How can I check if my Minecraft client is vulnerable to Log4j?
I know that the Log4Shell exploit in Log4j allows attackers to run arbitrary commands on people's computers, and that Minecraft is vulnerable. Is there a Minecraft server that I can join which will tell me if my client is patched or if I'm vulnerable? If not, is there another way that I can check if the vulnerability exists on my system?
First of all: Do NOT trust any wild server that tells you that you're safe from being exploited by log4j vulnerability. You could get exploited without even knowing.
As for the log4j vulnerability, basically all Minecraft clients are not protected against this vulnerability (If you didn't restart your Minecraft launcher and client, of course.) This includes Forge of course, so re-installing your Forge is critical.
If you've restarted your Minecraft launcher and Minecraft client at later 2021, December 10, you'll be fine (reference, I recommend reading whole thread.) However, if you're on third-party launcher/client, this doesn't apply: it's up to creator of that launcher/client.
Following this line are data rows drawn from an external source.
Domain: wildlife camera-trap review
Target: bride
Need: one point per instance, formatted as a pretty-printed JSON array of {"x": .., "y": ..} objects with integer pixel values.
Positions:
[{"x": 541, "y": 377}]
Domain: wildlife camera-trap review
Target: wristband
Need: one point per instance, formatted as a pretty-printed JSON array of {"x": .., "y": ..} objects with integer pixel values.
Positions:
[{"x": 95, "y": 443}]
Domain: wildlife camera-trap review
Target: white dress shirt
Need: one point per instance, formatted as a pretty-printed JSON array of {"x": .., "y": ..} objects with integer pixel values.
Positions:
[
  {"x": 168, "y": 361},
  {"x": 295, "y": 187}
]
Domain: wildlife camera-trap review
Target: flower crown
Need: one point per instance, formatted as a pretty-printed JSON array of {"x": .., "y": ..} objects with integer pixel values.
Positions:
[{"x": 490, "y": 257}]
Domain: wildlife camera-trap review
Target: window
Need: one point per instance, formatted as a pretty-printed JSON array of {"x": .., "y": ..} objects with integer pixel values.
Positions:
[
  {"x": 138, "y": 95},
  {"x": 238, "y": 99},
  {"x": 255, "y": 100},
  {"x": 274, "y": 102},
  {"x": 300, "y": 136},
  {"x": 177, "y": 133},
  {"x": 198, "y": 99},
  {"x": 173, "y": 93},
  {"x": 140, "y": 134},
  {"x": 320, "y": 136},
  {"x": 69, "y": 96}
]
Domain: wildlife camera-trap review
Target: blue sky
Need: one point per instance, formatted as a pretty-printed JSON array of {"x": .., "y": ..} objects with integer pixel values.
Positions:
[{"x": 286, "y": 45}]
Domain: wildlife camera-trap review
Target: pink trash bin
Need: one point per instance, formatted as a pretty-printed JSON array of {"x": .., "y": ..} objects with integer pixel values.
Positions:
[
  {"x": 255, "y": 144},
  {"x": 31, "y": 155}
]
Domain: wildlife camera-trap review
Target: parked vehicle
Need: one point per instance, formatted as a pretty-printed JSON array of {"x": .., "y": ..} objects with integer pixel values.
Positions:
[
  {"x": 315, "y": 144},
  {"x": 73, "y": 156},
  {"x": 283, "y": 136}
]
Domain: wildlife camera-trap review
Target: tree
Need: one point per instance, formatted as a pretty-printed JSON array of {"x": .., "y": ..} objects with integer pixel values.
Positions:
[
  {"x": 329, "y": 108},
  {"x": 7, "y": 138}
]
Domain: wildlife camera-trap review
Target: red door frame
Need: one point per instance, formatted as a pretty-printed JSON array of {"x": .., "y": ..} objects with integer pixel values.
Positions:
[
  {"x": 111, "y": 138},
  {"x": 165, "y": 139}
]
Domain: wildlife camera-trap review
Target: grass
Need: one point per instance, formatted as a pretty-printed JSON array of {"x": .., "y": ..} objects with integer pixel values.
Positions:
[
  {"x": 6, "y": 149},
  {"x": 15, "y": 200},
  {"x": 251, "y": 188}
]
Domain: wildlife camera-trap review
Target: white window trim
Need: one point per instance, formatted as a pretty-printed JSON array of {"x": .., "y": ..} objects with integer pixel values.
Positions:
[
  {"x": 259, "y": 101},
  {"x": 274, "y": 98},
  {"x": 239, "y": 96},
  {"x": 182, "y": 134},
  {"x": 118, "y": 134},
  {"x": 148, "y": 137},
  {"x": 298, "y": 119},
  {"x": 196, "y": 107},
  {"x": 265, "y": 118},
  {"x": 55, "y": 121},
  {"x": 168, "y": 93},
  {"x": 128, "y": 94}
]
And, if you're hosting Minecraft server, follow the instruction from Minecraft official's notice. The fix will vary depending on what version your server is, so I'll just link it.
A second option, if you're a little more paranoid and/or interested in the technical details, is to try using ${java:version}
as a harmless indicator of vulnerability to CVE-2021-44228. This should work for both servers and clients, I'll focus on clients here but some brief notes on servers are included just for fun.
First, you'll need a way to view the logs. This can either be the debug log for the client, which you can enable in the launcher, the console if you're running a server, or by opening and reading the most recent entry in your logs
folder for either (for the client, this can be found at %AppData%/Roaming/.minecraft
on windows, ~/Library/Application Support/minecraft
on Mac, or ~/.minecraft
on linux).
Now, you can open a single-player world, and type ${java:version}
in chat. In your log, you should see one of two things: the unmodified message ${java:version}
, or something like Java Version [some numbers]
. If it's the first, and what you typed in is unchanged, you should be safe. If it gets changed to indicate the Java version, you are vulnerable.
It should go without saying, but do not try anything you don't understand (things like ${jndi:...}
), and if you're running a server or a world open to LAN, be extra careful to block the port it's running on (so other people can't also exploit the vulnerability).